IES2025 Oral Communications Oral Communications (14 abstracts)

Nontargeted metabolomics identifies a central role for dysfunctional skeletal muscle lipid metabolism in hypogonadism associated metabolic dysfunction in men

Clare Miller ^1,2 , Leanne Cussen ^1,2 , Tara McDonnell ^1,2 , Mark Sherlock ^1,2 , Marie McIlroy ¹ , Amar Agha ² , Catherine Winder ³ , Warwick Dunn ³ , Jerome Coffey ² , Oleksandr Boychak ² , Brian O’Neill ² & Michael W. O’Reilly ^1,2

Author affiliations

¹Royal College of Surgeons, Dublin, Ireland; ²Beaumont Hospital, Dublin, Ireland; ³University of Liverpool, Liverpool, UK

Hypogonadism in men is linked to an adverse metabolic phenotype which improves after testosterone replacement therapy (TRT). Underlying molecular mechanisms are incompletely defined, however perturbations in skeletal muscle (SkM) energy metabolism have been hypothesised. Here we performed untargeted metabolomic profiling in two separate clinical cohorts with hypogonadism before and after pharmacological intervention. Men with prostate cancer (n = 15) underwent blood sampling and SkM biopsies at baseline and after three months of androgen deprivation therapy (ADT). This protocol was replicated in men with hypogonadism (n = 15) before and after TRT for six months. Plasma and SkM metabolomic profiling was performed by ultra-high performance liquid chromatography–mass spectrometry. Classes with at least five significantly altered metabolites (P < 0.05 for fold change) are discussed. Despite minimal changes in plasma metabolomic profile, the SkM metabolome after ADT revealed significant perturbations, with predominant downregulation of ceramides/sphingolipids, fatty acids, glycerophospholipids and lysoglycerophospholipids. Conversely, the SkM metabolome after TRT showed predominant upregulation of ceramides/sphingolipids, fatty acids, glycerophospholipids and lysoglycerophospholipids.

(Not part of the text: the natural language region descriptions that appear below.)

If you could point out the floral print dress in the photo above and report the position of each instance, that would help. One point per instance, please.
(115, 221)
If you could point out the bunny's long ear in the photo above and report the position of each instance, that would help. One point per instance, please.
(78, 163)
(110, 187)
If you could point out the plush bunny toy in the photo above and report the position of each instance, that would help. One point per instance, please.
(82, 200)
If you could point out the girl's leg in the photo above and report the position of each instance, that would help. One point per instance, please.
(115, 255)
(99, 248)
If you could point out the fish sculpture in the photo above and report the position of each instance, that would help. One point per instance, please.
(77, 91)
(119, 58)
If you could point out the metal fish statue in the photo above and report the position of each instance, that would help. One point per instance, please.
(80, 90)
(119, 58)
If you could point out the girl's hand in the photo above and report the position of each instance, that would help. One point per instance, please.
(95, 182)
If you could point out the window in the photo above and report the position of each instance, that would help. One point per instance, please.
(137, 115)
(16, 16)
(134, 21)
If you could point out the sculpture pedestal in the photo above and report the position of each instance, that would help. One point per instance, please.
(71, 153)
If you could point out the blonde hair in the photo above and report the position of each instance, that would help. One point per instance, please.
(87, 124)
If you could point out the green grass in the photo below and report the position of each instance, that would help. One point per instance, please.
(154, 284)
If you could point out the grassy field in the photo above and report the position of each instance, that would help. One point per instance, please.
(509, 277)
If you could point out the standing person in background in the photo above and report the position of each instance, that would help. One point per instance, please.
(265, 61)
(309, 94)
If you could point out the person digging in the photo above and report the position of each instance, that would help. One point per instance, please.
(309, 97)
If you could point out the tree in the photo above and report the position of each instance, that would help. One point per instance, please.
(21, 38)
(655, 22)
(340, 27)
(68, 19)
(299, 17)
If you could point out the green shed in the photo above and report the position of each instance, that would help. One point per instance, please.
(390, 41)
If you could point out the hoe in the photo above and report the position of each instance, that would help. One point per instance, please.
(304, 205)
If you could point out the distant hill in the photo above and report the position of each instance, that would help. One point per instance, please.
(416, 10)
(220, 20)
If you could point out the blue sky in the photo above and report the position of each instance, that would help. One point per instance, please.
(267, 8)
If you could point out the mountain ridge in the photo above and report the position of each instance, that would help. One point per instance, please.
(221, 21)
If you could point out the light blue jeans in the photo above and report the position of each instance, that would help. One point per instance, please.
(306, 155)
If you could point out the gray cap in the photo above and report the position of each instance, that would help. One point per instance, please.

We observed suppressive changes in lipid-related classes in plasma metabolome after TRT. In both cohorts significant changes were observed in SkM metabolites linked with the Krebs cycle and nucleotide metabolism. Divergent trends in the lipid metabolome after ADT and TRT identify novel associations between testosterone deficiency and impaired SkM lipid metabolism. Distinct responses between the plasma and SkM metabolome highlight the tissue-specific effects of androgens in energy metabolism in men. Further research is required to identify therapeutic targets within these pathways to reduce metabolic risk in hypogonadal men.